In solar, the most interesting new approach being discussed was the initiative by oil companies and the big STEG specialists to site hybrid STEG and gas plants in the US southwest and the Middle East. This is a combination that, they believe, will deliver low-carbon energy at scale, and without the problems of intermittency. There was much discussion about Desertec, although even its backers admitted that at present the project is more of a straw man to drive debate, rather than an engineering spec.
In electric vehicles – subject of a particularly well-attended Summit breakfast and a focus for several plenary sessions – a Nissan representative announced his company’s decision to produce electric cars in Sunderland, helped by a $30m grant from the UK government. And we heard from AeroVironment how it is working with the same Japanese carmaker to roll out charging infrastructure in the US. Meanwhile in biofuels there was renewed interest from investors in the upstream value chain, including the scope for cellulosic technologies and algae, and much better understanding at companies of the potential revenue streams from different processes and by-products.
Masdar Power told us how it is looking to work with the World Bank on STEG in Africa, and how turning non-recourse debt into bonds may be a way forward for it in North American solar. It also believes, intriguingly, that the Department of Energy’s willingness to provide loan guarantees to innovative technologies such as Brightsource’s heliostat project in California may mean that the US steals a march on other countries in the years ahead.
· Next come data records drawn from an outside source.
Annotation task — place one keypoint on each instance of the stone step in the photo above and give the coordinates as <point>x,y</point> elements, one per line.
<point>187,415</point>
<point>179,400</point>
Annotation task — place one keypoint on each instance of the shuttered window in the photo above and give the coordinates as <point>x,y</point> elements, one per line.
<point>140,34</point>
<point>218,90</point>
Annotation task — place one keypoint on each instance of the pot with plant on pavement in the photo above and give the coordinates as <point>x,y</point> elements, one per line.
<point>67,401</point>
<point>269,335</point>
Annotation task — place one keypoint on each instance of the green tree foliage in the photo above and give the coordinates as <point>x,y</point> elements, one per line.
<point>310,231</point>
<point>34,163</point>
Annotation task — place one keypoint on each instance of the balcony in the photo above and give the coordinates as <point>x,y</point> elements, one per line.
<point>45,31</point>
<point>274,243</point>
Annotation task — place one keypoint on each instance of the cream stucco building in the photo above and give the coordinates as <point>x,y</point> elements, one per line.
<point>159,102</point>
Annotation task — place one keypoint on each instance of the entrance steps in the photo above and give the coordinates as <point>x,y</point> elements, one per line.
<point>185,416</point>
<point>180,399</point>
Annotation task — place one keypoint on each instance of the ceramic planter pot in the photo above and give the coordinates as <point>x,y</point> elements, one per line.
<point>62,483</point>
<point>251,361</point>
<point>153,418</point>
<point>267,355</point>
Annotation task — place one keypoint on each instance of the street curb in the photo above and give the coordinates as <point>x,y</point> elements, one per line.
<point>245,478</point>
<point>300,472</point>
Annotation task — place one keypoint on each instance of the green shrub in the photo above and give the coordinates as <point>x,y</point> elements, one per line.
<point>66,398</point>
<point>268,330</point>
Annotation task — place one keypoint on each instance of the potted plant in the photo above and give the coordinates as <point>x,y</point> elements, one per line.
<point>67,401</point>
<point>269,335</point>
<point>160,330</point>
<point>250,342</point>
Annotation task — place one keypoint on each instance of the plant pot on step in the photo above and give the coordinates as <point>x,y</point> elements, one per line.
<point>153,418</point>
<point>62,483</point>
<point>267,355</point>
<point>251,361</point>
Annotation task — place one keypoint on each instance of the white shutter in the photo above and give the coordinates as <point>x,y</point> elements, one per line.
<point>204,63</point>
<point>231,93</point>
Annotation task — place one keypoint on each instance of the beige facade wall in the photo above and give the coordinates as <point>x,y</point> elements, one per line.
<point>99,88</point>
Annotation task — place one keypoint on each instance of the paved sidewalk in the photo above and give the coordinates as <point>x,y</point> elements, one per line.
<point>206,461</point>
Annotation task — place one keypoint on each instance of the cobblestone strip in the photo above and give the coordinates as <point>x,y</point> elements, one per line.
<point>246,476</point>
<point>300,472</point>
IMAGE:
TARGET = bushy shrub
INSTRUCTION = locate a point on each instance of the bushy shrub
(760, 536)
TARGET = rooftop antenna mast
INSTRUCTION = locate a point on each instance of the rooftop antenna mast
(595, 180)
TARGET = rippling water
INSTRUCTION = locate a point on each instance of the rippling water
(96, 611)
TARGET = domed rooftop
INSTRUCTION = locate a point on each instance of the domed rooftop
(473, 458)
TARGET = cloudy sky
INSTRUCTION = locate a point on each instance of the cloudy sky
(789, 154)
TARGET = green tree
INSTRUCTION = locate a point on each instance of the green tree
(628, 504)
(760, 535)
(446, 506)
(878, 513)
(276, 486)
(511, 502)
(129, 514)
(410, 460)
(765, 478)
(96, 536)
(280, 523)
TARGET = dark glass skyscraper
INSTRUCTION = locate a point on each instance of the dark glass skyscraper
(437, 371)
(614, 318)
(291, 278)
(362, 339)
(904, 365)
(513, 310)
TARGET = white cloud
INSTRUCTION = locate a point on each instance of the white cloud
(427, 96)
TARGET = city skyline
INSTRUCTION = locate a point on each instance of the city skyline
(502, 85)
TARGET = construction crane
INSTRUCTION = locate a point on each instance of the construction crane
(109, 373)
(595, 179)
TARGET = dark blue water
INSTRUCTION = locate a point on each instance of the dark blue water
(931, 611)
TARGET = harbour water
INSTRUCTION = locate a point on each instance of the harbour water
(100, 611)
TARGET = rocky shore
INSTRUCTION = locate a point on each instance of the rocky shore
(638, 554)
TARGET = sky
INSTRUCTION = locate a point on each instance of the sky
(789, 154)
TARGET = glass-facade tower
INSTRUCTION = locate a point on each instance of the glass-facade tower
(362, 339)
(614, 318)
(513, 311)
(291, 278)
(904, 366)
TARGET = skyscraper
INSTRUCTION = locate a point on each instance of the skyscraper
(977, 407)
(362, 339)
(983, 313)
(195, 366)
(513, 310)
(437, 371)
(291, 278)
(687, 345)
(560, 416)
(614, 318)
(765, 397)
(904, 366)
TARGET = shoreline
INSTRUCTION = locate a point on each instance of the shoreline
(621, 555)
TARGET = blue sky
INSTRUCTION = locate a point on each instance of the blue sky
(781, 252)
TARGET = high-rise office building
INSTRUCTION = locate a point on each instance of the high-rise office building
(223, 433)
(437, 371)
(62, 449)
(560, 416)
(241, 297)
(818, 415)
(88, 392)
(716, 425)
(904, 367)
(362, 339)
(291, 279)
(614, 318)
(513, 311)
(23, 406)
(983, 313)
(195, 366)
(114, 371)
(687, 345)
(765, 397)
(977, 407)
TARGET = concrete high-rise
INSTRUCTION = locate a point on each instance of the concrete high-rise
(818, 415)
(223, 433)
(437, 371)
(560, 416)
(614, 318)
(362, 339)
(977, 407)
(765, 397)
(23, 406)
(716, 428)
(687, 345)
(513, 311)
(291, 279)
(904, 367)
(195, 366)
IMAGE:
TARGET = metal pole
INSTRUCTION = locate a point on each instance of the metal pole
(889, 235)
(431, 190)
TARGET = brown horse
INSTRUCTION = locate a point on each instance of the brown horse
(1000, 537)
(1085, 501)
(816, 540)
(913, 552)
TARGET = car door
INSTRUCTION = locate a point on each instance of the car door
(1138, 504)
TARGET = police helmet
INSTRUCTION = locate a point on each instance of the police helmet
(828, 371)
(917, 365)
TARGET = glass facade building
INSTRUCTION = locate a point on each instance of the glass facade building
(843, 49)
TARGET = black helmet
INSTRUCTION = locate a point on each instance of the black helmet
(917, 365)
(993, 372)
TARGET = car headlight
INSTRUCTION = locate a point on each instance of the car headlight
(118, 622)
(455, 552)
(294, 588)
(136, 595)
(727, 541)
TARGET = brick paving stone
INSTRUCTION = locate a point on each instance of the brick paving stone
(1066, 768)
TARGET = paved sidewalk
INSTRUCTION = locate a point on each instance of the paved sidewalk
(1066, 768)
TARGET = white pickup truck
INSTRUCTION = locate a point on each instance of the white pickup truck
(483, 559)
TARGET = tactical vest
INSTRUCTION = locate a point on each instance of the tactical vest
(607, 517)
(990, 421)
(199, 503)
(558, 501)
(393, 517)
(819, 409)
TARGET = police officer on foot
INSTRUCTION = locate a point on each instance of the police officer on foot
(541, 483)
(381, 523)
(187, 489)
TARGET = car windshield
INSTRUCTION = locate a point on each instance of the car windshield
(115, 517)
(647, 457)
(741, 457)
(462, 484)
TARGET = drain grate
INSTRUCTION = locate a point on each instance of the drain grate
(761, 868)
The utilities are the players with the most muscle, and they are using it. James Rogers, CEO of Duke Energy, told us how this is a good time to borrow money – he has secured $2bn at 5% – and investing in everything from gas combined-cycle to nuclear and renewables. He was strikingly down-to-Earth about his company’s preferences, criticising Europe for treating renewable energy as a “theology”. He stated the case for coal gasification as a clean technology, and said the jury was out on shale gas, a technology that many in the US have touted as offering huge supplies of cheap natural gas for the future.
By contrast, Iberdrola is ploughing on with the biggest wind investment programme in the world, and believes that the implied European Union target of 35% of power generation from renewables by 2020 is a “big ask” but achievable, since the commitment and support mechanisms are in place. For it, the unpredictability of the carbon price makes it hard to commit to investment in large nuclear plants. For others, smaller nuclear plants of perhaps 200MW are now looking a good bet for the first time in decades.
Overall, the atmosphere at the Summit was of guarded optimism. With the recession fading, the capital markets recovering and stimulus money starting to flow, this is set to be a record year for low-carbon energy investment.
The world in 2020 will be very different from today, whether or not we see a binding global deal on carbon, or new US climate legislation this year: the Magnificent Seven decadal trends will see to that. After the irrational exuberance of 2007 and the trauma of 2008-09, we are back in a period when significant, profitable businesses can once again be built. And if you are not building them, who is?
The title of our Summit said it all: this is not time to sit on the sidelines. This is “Time to Commit”.